There's a long time adage about PCa: "If you can cut it out [prostate/PCa] and put it in a jar, you've cured it". That 's long been my mantra and my anticipated choice while working in the prostate Ca field. And that seems obvious if you are highly certain your PCa is confined to the prostate. Yet, when my surprise turn came at 79 yrs, with 30 years of monitoring PSA, a rising PSA over 4 yrs to 7 ng, led to a Gleason of 4+5, but a clear PSMA PET scan forced me to review this long held idea of the choice I would make. My final decision was based on three things; Fewer side effects with radiation (although ADT is not benign due to side effects), greater confidence in ruling out metastases (PSMA PET), and significant improvements in targeting the radiation (5 days at higher dosage) and minimizing the likelihood of side effects (e.g. Hydrogel placement, etc). So, a comparison of side effects flipped my prior assumptions of my treatment choice.

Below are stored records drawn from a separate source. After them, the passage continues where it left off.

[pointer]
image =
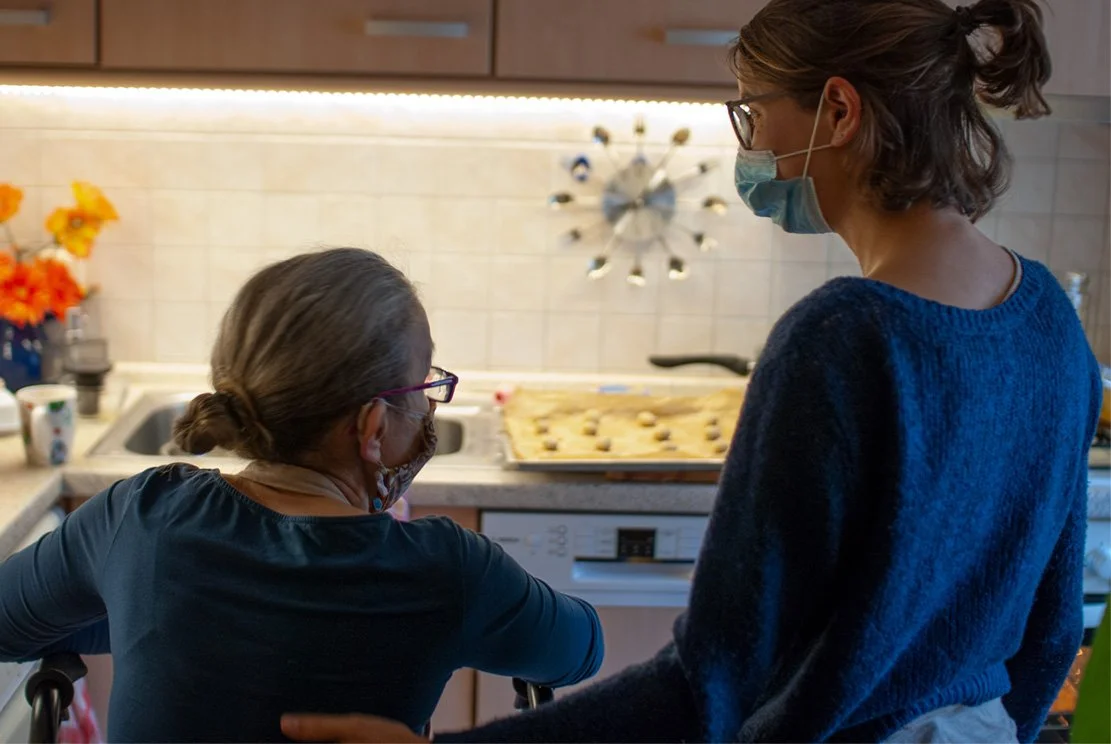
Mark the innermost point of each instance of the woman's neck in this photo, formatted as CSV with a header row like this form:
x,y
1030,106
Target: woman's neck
x,y
301,490
936,253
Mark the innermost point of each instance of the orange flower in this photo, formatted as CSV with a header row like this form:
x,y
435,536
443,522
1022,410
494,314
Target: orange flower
x,y
74,230
91,201
10,199
23,295
61,288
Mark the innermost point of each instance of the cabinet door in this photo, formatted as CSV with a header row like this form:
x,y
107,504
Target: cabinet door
x,y
57,32
397,37
1079,37
640,41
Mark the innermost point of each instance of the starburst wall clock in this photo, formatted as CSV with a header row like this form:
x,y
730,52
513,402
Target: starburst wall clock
x,y
640,205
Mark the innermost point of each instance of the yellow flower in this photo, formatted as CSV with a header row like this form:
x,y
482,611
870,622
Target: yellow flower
x,y
10,199
74,230
91,201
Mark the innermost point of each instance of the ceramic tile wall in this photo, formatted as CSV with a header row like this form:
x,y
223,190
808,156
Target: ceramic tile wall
x,y
212,186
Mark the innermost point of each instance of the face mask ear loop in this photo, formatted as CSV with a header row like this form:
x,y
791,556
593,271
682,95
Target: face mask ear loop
x,y
813,134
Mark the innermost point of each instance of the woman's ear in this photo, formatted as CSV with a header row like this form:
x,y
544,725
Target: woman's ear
x,y
843,106
370,431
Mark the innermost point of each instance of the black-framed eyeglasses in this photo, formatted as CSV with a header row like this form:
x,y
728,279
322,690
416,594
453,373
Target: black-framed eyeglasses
x,y
440,385
740,117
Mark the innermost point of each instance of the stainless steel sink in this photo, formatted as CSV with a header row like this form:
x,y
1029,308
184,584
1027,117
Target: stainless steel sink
x,y
146,430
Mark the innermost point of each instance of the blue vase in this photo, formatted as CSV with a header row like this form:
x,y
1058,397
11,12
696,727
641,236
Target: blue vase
x,y
20,354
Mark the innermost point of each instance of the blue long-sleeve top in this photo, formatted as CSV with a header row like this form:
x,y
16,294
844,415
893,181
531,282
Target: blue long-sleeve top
x,y
899,528
221,614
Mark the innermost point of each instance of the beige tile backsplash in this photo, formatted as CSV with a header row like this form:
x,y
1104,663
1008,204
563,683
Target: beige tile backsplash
x,y
211,187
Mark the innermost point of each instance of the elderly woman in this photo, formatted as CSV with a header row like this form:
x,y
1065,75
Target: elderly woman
x,y
896,551
230,599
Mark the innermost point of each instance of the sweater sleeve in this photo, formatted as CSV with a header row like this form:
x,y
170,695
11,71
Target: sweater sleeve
x,y
1054,627
517,625
767,573
49,592
648,702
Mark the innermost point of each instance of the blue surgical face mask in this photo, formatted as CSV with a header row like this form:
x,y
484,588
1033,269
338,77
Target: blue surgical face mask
x,y
790,203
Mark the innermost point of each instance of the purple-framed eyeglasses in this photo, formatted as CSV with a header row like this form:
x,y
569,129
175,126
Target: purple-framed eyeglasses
x,y
440,385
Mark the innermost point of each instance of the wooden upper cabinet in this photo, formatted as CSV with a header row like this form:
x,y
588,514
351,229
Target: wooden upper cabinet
x,y
637,41
393,37
56,32
1079,37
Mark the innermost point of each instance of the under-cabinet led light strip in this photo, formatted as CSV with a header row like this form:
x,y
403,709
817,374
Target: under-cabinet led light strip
x,y
306,96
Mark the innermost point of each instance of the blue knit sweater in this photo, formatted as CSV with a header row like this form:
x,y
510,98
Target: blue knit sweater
x,y
899,528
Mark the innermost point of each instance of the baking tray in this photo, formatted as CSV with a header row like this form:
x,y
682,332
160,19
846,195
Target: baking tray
x,y
606,465
634,454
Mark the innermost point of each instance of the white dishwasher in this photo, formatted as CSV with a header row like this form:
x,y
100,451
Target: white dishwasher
x,y
636,569
14,712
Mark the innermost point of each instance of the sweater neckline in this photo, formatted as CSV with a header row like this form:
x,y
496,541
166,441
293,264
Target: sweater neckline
x,y
1031,281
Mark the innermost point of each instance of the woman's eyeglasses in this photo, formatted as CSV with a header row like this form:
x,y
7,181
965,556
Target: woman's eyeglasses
x,y
440,385
740,117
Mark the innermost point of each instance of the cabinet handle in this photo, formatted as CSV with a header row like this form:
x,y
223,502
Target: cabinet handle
x,y
419,29
24,18
699,37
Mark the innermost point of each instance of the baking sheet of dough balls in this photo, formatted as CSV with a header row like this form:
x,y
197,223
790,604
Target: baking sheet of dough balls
x,y
646,428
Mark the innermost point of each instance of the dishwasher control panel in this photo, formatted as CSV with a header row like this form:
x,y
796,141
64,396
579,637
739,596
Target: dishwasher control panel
x,y
609,560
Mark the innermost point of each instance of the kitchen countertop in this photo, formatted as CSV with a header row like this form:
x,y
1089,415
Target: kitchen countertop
x,y
27,493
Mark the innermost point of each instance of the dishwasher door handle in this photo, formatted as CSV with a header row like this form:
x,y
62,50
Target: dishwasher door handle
x,y
633,573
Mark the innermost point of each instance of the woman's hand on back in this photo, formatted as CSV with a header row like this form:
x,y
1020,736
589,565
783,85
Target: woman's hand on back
x,y
350,729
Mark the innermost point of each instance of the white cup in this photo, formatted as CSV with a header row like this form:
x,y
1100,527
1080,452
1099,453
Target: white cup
x,y
47,415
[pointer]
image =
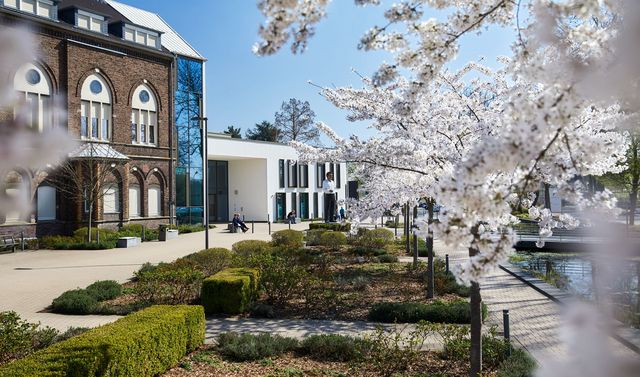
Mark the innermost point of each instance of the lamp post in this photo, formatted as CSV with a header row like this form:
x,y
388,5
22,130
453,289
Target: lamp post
x,y
205,196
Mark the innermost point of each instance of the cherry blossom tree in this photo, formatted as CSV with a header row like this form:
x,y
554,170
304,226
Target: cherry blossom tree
x,y
558,106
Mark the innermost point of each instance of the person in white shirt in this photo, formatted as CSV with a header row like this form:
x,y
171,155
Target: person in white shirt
x,y
329,188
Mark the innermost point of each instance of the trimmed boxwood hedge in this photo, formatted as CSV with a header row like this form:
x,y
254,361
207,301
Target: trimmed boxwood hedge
x,y
146,343
230,291
337,227
413,312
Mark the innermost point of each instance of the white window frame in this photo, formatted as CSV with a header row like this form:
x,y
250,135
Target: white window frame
x,y
38,98
158,203
92,106
51,206
147,112
116,198
136,189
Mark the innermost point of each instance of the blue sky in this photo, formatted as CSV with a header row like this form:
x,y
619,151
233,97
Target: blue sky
x,y
244,89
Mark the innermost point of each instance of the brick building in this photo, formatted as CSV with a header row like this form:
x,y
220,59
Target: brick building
x,y
118,72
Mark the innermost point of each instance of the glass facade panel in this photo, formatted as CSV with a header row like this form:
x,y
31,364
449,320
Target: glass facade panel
x,y
189,187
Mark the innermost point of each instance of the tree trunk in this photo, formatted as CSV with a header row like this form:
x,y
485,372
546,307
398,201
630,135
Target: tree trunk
x,y
407,240
633,200
90,216
476,321
430,268
547,196
476,330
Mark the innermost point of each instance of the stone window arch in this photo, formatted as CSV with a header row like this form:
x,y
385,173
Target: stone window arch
x,y
96,108
144,116
36,91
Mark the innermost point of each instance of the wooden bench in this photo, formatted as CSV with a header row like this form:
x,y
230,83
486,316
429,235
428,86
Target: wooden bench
x,y
127,242
233,229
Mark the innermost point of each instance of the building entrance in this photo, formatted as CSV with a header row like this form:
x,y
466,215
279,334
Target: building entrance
x,y
218,174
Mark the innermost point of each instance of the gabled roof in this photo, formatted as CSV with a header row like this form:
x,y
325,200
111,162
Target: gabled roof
x,y
96,151
170,40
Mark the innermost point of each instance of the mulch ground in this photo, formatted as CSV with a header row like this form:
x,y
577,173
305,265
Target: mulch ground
x,y
348,292
206,362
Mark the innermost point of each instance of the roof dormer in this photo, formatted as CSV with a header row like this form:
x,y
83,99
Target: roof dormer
x,y
85,19
136,34
42,8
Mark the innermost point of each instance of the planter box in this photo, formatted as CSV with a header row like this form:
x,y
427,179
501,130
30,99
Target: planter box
x,y
127,242
168,234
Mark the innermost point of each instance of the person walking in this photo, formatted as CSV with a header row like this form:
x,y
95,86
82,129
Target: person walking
x,y
329,188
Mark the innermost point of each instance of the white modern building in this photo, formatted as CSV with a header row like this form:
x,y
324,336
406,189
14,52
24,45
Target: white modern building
x,y
262,181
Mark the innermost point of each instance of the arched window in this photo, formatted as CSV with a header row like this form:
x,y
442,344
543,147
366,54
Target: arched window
x,y
154,199
111,198
34,84
46,203
134,201
144,119
95,119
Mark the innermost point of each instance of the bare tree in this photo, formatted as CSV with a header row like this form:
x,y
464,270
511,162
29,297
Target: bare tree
x,y
295,122
85,174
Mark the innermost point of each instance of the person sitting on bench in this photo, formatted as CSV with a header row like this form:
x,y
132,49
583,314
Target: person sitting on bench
x,y
237,223
291,217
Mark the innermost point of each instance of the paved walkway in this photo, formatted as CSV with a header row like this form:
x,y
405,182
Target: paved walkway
x,y
30,280
534,319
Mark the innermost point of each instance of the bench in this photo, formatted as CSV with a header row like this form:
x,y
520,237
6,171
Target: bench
x,y
8,243
127,242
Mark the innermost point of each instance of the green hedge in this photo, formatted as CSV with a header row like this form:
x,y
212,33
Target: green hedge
x,y
247,248
288,239
146,343
413,312
337,227
313,236
333,240
230,291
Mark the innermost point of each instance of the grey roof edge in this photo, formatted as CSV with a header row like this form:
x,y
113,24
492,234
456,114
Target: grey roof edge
x,y
200,56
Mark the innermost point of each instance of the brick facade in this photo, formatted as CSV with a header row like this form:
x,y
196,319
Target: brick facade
x,y
68,57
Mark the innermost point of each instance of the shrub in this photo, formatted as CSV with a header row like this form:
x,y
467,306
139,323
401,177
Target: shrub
x,y
105,234
333,347
246,347
387,258
336,227
412,312
247,248
519,364
281,275
77,301
313,236
262,311
365,251
146,343
374,238
190,228
229,291
208,261
168,284
288,239
333,240
104,290
70,333
19,338
495,351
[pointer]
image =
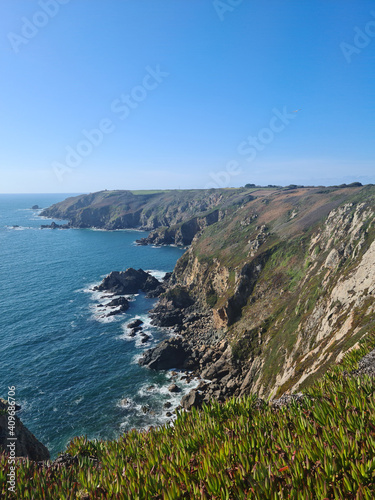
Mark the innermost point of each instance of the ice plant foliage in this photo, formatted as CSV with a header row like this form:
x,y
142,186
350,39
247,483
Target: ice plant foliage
x,y
322,448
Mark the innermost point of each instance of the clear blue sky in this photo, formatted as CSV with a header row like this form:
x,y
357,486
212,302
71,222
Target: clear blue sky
x,y
187,93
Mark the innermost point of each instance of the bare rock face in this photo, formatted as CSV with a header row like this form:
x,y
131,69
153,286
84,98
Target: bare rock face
x,y
25,443
128,282
170,353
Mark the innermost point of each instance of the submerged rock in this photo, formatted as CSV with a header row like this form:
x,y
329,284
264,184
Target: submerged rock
x,y
134,324
128,282
170,353
174,388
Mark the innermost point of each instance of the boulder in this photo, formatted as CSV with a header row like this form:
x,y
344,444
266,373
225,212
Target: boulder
x,y
174,388
194,398
170,353
128,282
135,324
119,301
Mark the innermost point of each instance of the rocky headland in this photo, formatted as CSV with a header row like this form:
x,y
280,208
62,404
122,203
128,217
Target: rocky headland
x,y
276,285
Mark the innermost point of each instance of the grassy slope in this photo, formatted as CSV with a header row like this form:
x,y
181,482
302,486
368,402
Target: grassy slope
x,y
108,208
289,287
322,448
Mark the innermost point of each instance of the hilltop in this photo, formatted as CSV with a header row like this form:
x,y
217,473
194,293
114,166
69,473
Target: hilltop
x,y
275,294
277,284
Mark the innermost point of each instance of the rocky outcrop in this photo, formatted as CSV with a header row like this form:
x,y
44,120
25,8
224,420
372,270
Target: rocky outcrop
x,y
181,234
25,443
128,282
286,283
184,210
53,225
170,353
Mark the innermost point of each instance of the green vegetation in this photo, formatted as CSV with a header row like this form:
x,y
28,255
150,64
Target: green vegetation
x,y
323,447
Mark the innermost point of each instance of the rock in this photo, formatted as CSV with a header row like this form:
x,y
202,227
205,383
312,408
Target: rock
x,y
53,225
135,324
128,282
174,388
136,329
366,365
119,301
333,259
194,398
170,353
217,370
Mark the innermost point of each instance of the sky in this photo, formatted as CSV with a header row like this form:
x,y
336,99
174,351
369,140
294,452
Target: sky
x,y
165,94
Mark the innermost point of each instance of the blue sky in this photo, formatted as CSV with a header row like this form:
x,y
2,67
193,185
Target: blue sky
x,y
141,94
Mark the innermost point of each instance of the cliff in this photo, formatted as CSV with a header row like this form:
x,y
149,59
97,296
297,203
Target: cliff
x,y
174,216
23,443
281,289
276,286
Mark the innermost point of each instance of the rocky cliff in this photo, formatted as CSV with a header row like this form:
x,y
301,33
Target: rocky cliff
x,y
174,216
278,291
276,286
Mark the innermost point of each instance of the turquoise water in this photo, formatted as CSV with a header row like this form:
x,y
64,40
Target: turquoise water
x,y
72,368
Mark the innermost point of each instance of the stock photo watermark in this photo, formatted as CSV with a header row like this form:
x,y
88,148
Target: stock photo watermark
x,y
31,26
11,439
121,108
252,146
361,39
223,7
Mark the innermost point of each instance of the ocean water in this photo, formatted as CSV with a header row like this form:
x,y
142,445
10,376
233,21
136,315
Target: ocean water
x,y
75,372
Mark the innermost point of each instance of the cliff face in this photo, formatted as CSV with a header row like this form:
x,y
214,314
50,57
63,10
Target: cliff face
x,y
288,280
173,216
277,283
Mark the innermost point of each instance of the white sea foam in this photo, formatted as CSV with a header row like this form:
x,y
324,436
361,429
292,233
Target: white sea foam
x,y
159,275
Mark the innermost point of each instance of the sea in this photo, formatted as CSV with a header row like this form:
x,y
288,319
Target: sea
x,y
75,370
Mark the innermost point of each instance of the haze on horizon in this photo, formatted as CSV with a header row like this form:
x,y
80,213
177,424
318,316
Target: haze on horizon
x,y
176,94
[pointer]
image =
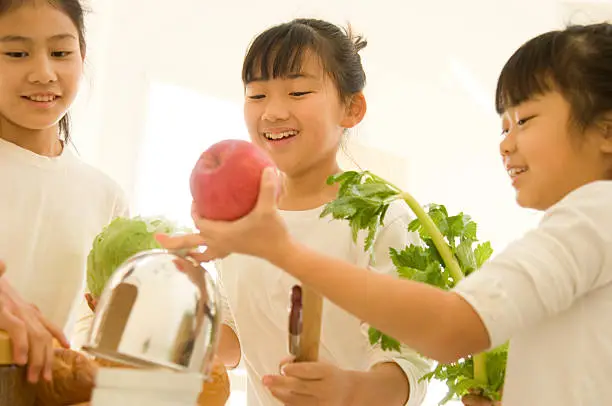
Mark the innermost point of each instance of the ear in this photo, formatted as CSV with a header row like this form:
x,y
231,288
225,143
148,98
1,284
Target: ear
x,y
355,111
605,127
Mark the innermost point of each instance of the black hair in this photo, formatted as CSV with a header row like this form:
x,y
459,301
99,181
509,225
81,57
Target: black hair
x,y
279,51
576,61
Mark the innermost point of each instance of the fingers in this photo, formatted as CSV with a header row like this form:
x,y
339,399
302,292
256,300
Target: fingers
x,y
293,399
287,385
55,332
38,358
18,333
307,370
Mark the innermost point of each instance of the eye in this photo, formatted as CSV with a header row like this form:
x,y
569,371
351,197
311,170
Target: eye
x,y
523,121
299,94
61,54
16,54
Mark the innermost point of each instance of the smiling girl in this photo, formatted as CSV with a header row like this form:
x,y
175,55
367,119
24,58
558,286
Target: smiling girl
x,y
51,203
550,292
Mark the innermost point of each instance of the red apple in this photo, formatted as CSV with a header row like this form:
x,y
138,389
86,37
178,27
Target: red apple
x,y
225,181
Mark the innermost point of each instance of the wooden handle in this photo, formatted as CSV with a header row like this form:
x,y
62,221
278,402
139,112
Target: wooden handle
x,y
6,349
312,309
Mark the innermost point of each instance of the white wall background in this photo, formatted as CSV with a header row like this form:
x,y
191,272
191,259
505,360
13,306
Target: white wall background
x,y
163,83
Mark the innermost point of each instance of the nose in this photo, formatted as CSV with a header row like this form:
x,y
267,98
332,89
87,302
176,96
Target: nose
x,y
275,110
42,70
508,145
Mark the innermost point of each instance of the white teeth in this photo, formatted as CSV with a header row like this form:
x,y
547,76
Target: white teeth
x,y
516,171
280,136
42,98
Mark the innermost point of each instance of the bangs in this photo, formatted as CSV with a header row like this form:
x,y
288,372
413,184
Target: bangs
x,y
280,51
528,73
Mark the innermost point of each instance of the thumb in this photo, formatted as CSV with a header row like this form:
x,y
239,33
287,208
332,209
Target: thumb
x,y
269,189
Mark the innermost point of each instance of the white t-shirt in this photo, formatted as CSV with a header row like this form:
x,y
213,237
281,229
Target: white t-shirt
x,y
50,211
550,293
258,298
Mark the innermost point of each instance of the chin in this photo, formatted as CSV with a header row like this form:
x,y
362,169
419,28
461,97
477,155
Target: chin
x,y
530,202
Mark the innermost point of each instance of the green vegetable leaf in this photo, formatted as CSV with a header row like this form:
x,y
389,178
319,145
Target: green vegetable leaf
x,y
363,200
482,253
118,241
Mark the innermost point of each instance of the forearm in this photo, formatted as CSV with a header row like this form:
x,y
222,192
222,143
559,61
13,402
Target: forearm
x,y
438,324
384,384
228,350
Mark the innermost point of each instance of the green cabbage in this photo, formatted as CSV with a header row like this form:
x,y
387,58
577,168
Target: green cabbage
x,y
118,241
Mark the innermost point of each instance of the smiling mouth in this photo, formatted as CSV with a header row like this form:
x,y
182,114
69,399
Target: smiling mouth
x,y
270,136
514,172
41,99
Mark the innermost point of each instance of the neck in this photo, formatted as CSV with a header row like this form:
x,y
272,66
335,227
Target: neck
x,y
309,189
42,142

Note: Advances have be sufficiently rapid that I found it difficult to make decisions based on published data in the literature because my judgement was they often do not reflect these current improvements.

Good luck to you both.

My husband, 71, was also recently diagnosed, PSA 8, Gleason 4+4, no spread. He decided on surgery because several rad oncologists said he would need 18 -24 months of Lupron. For him that was a dealbreaker. I think with your husband's Gleason score he could have a shorter course of the hormones.